The signal that matters isn’t the condor itself—it’s the volatility regime that should accompany a durable low. Three conditions define that reset:

- Implied volatility deflates. - The term structure shifts back to contango. - Skew normalizes toward flat.

Right now, we’re not there. Sean Dawson of Derive observes both 30‑day and 180‑day implied vol climbing even as price stabilizes—classic demand for panic protection. The term structure is in backwardation, with near-dated IV richer than long-dated, a distress profile rather than a settled one. Skew remains notably negative since the October 10 flash crash; it has improved a touch, but it isn’t close to neutral. Translation: hedgers are still paying up for downside insurance, and market makers are pricing short-term turbulence higher than longer-dated risk.

That’s why the condor matters as a tell. A long call condor uses four calls with the same expiry at different strikes to express a bounded rally while harvesting theta if the asset remains within a favored corridor. When “whales” concentrate this structure, as Adam Chu at GreeksLive suggests ahead of monthly expiries, it often reflects a professional view that realized volatility compresses over time, but not enough to justify chasing unlimited upside. There’s a business logic here: concentrate vega where liquidity is deepest, monetize time decay, and let spot grind toward a predefined range.

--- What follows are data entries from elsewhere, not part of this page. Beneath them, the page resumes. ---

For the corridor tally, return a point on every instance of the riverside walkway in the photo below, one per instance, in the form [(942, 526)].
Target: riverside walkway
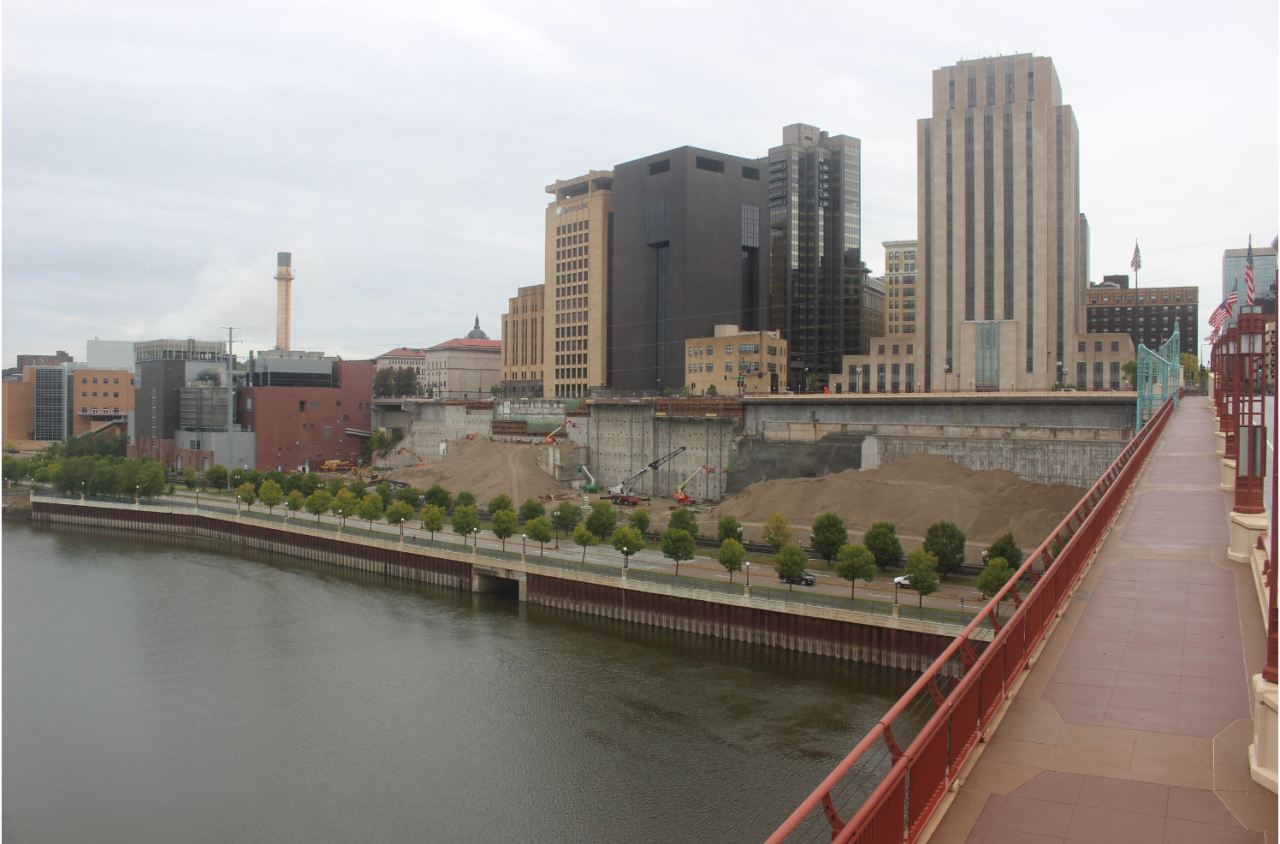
[(1133, 724)]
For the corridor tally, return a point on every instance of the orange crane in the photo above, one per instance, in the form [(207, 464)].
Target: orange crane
[(680, 491)]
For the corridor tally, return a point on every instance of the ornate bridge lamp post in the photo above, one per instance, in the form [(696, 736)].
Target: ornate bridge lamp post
[(1249, 389), (1230, 374)]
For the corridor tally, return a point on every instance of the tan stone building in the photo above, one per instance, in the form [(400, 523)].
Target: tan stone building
[(574, 338), (900, 288), (522, 337), (736, 363), (1001, 236)]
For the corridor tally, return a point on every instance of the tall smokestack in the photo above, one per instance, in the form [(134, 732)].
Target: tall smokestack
[(283, 299)]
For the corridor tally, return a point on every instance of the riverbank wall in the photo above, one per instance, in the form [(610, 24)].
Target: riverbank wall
[(891, 642)]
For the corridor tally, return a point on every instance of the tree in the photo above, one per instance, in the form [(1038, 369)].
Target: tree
[(584, 537), (504, 523), (438, 496), (993, 576), (246, 493), (565, 519), (684, 520), (1130, 372), (728, 528), (855, 564), (398, 514), (319, 502), (627, 541), (270, 495), (411, 496), (945, 541), (828, 535), (677, 544), (731, 556), (602, 519), (922, 573), (465, 520), (539, 529), (343, 505), (790, 561), (531, 509), (433, 519), (1006, 548), (883, 544), (777, 532), (370, 509)]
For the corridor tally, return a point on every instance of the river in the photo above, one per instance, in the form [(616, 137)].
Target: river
[(168, 690)]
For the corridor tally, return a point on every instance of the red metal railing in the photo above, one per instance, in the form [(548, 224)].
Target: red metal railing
[(901, 789)]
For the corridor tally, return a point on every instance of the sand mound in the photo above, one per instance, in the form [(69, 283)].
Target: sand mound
[(913, 493), (485, 469)]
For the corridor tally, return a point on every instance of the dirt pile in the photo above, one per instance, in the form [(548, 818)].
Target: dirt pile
[(913, 493), (485, 469)]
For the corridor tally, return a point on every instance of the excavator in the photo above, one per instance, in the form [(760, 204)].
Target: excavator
[(620, 493), (680, 491)]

The checklist for a “genuine low,” as Wintermute’s Jake Ostrovskis points out, starts with the term structure. You want to see:

1) IV cool off: Fear needs to be repriced lower, typically after realized vol compresses for several weeks. 2) Contango restored: Long-dated IV above front-month signals risk is being deferred and dealers can warehouse exposure more comfortably. 3) Skew drift to neutral: Put demand fades, and pricing symmetry returns, showing bears have lost urgency.

None of those have fully clicked. The lingering backwardation says traders still expect abrupt moves in the near term. Deeply negative skew says the market continues to overpay for crash protection. And elevated 30/180-day IV shows anxiety is sticky. That’s why several desks speak in the same direction: a rally path exists, but conviction in a straight-line recovery is thin.

On trajectory, Dawson sees Bitcoin being range-bound around $100,000 to $118,000 through the remainder of 2025, with a cleaner shot above $120,000 more probable well into the following year. Chu cautions that the final month of the year remains risky given persistently high vol expectations. Taken together, this is a market that may reward patience over bravado: let IV crack first, then let contango and skew confirm.

A final nuance: these signals can head-fake during event-heavy weeks as supply hits the near-end of the curve. Watch whether contango holds after expiries and whether skew normalization survives selloffs. When those three lights align, bottoms are often less about a headline and more about a volatility regime that has quietly reset.